Selon les premiers résultats des examens médicaux effectués par le staff des Lions de l’Atlas, le joueur du Real Betis souffre d’une entorse modérée du ligament du genou. Son indisponibilité est estimée entre deux et quatre semaines, un délai qui compromet sa participation aux trois premières rencontres du Maroc dans le tournoi.
Cette blessure intervient à quelques jours seulement de l’entrée en lice des Lions de l’Atlas face au Brésil. La sélection marocaine devra ensuite défier l’Écosse puis Haïti dans un groupe où chaque point pourrait peser lourd dans la course aux huitièmes de finale.
Ezzalzouli s’était blessé après un contact lors de la rencontre de préparation face à la Norvège. Visiblement touché au genou, il avait quitté la pelouse avant le coup de sifflet final, laissant planer de sérieux doutes sur sa capacité à disputer le Mondial.
La FRMF mise sur un retour en phase finale
Malgré cette absence annoncée, la Fédération royale marocaine de football ne prévoit pas de remplacer l’ancien joueur du FC Barcelone. Le choix a été fait de le conserver au sein du groupe afin de lui permettre de poursuivre sa récupération et de rester éligible pour la suite de la compétition.
Le staff médical se montre prudent, mais garde l’espoir de voir l’international marocain retrouver les terrains en cas de qualification pour les phases à élimination directe. Une option qui témoigne de l’importance prise par le joueur dans l’animation offensive des Lions de l’Atlas.
Ouahbi face à un casse-tête offensif
L’absence d’Ezzalzouli oblige désormais Mohamed Ouahbi à revoir ses plans. L’ailier de 24 ans s’était imposé ces derniers mois comme l’un des principaux atouts offensifs de la sélection grâce à sa vitesse, sa capacité à éliminer en un contre un et son expérience du haut niveau européen.

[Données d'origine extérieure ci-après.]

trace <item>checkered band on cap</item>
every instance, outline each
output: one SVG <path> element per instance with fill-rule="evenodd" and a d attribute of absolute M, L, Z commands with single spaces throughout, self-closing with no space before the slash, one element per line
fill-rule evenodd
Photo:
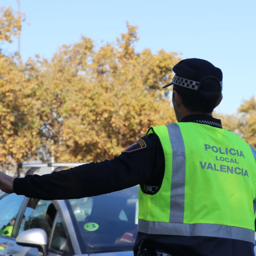
<path fill-rule="evenodd" d="M 196 120 L 194 121 L 197 123 L 199 123 L 201 124 L 204 124 L 205 125 L 213 125 L 217 127 L 218 127 L 220 128 L 222 128 L 222 125 L 221 124 L 219 124 L 218 123 L 216 123 L 216 122 L 212 122 L 211 121 L 205 121 L 205 120 Z"/>
<path fill-rule="evenodd" d="M 186 87 L 187 88 L 193 89 L 194 90 L 197 90 L 199 85 L 199 82 L 193 81 L 192 80 L 188 80 L 185 78 L 182 78 L 177 76 L 176 75 L 174 75 L 172 80 L 172 83 L 177 85 L 181 85 L 182 86 Z M 222 81 L 221 82 L 221 90 L 222 90 Z"/>

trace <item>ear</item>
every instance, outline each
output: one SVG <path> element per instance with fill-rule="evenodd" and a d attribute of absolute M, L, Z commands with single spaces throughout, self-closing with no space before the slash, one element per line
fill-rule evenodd
<path fill-rule="evenodd" d="M 175 105 L 176 108 L 179 108 L 182 103 L 182 101 L 181 97 L 176 91 L 173 91 L 172 93 L 172 99 L 173 104 Z"/>
<path fill-rule="evenodd" d="M 222 96 L 222 94 L 221 94 L 221 97 L 219 100 L 219 101 L 218 102 L 218 104 L 217 104 L 217 106 L 216 106 L 216 107 L 218 106 L 219 104 L 221 103 L 221 101 L 222 100 L 222 99 L 223 98 L 223 96 Z"/>

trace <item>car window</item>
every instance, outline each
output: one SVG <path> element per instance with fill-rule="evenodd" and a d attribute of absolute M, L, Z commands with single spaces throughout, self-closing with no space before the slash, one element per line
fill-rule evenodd
<path fill-rule="evenodd" d="M 54 227 L 51 248 L 64 252 L 67 242 L 67 235 L 64 228 L 62 218 L 59 214 Z"/>
<path fill-rule="evenodd" d="M 24 212 L 18 234 L 31 228 L 42 228 L 50 238 L 56 210 L 51 201 L 31 198 Z"/>
<path fill-rule="evenodd" d="M 0 200 L 0 234 L 10 237 L 24 196 L 10 194 Z"/>
<path fill-rule="evenodd" d="M 138 188 L 67 200 L 88 251 L 132 250 L 138 232 Z"/>

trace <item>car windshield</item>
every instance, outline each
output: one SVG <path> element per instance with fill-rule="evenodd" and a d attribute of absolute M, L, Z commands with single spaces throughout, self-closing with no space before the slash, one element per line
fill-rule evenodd
<path fill-rule="evenodd" d="M 138 189 L 68 200 L 87 253 L 133 250 L 138 231 Z"/>

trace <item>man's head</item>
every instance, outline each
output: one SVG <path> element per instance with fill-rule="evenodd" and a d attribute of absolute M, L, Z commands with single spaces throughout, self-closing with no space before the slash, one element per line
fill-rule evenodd
<path fill-rule="evenodd" d="M 172 103 L 178 122 L 186 115 L 211 115 L 222 99 L 222 72 L 209 61 L 183 60 L 173 69 Z"/>

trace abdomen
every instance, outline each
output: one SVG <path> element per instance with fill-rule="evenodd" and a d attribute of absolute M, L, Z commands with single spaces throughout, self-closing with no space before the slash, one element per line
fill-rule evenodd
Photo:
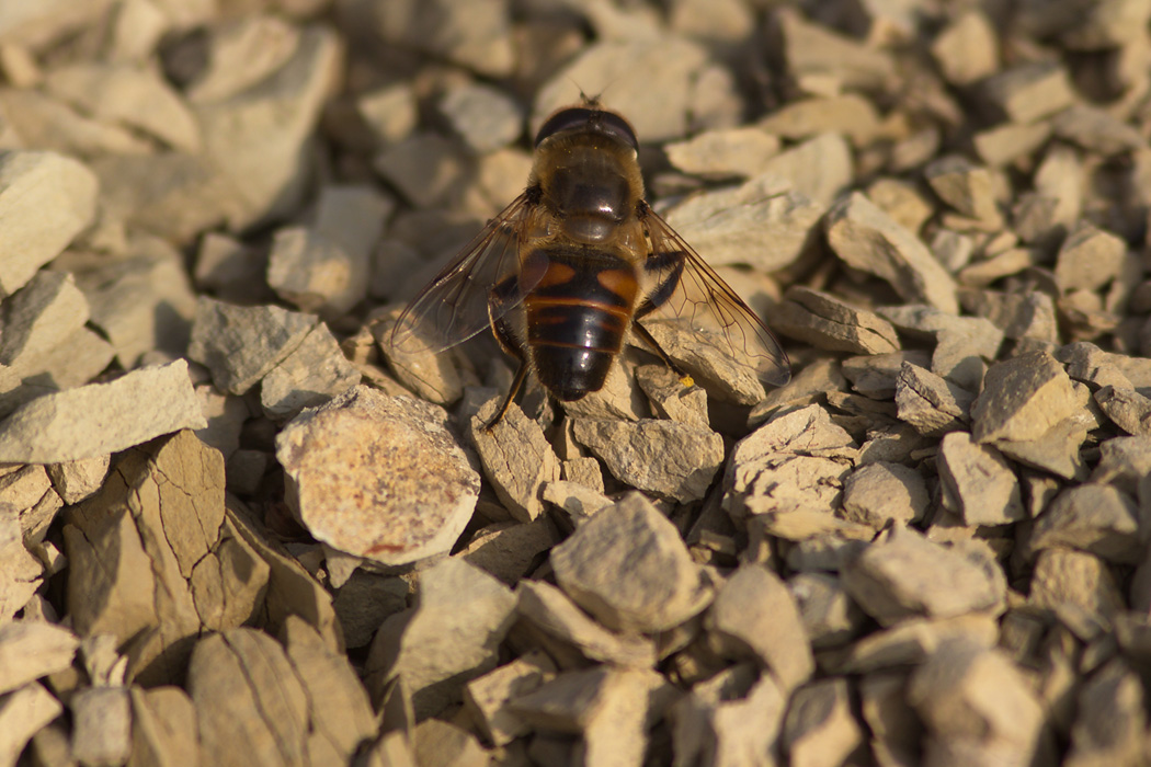
<path fill-rule="evenodd" d="M 610 253 L 555 246 L 548 269 L 524 299 L 536 377 L 556 399 L 599 391 L 624 346 L 639 284 L 631 263 Z"/>

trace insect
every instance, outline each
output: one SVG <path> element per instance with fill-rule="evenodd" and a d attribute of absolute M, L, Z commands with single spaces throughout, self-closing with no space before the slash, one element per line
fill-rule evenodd
<path fill-rule="evenodd" d="M 688 382 L 637 322 L 654 315 L 718 333 L 761 381 L 790 378 L 763 321 L 643 199 L 638 151 L 631 124 L 594 99 L 552 114 L 524 193 L 397 320 L 399 354 L 440 352 L 490 328 L 519 362 L 487 429 L 532 371 L 562 401 L 599 391 L 630 335 Z"/>

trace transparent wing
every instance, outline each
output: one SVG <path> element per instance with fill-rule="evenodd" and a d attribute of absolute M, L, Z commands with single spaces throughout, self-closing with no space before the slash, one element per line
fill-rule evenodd
<path fill-rule="evenodd" d="M 693 330 L 726 342 L 733 361 L 760 381 L 773 386 L 787 383 L 787 354 L 763 320 L 666 221 L 654 210 L 642 220 L 651 248 L 645 262 L 653 291 L 649 297 L 656 302 L 662 300 L 650 316 L 686 320 Z M 664 298 L 661 289 L 670 296 Z"/>
<path fill-rule="evenodd" d="M 399 315 L 392 348 L 401 354 L 442 352 L 523 301 L 535 285 L 520 277 L 520 252 L 541 213 L 525 193 L 489 221 Z"/>

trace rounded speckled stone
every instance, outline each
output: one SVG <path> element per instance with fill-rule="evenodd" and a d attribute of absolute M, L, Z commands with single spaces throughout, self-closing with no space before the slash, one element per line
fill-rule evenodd
<path fill-rule="evenodd" d="M 443 408 L 356 386 L 276 438 L 288 501 L 317 539 L 381 565 L 448 553 L 480 476 Z"/>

Le sélectionneur national devra trouver d’autres solutions pour apporter du danger sur les côtés face à des adversaires du calibre du Brésil, de l’Écosse et d’Haïti.
Pour l’heure, les Lions de l’Atlas gardent toutefois l’espoir de récupérer leur ailier vedette pour la deuxième partie du tournoi. Une éventuelle qualification pourrait offrir au Maroc le retour d’un joueur capable de faire basculer un match sur un éclair individuel.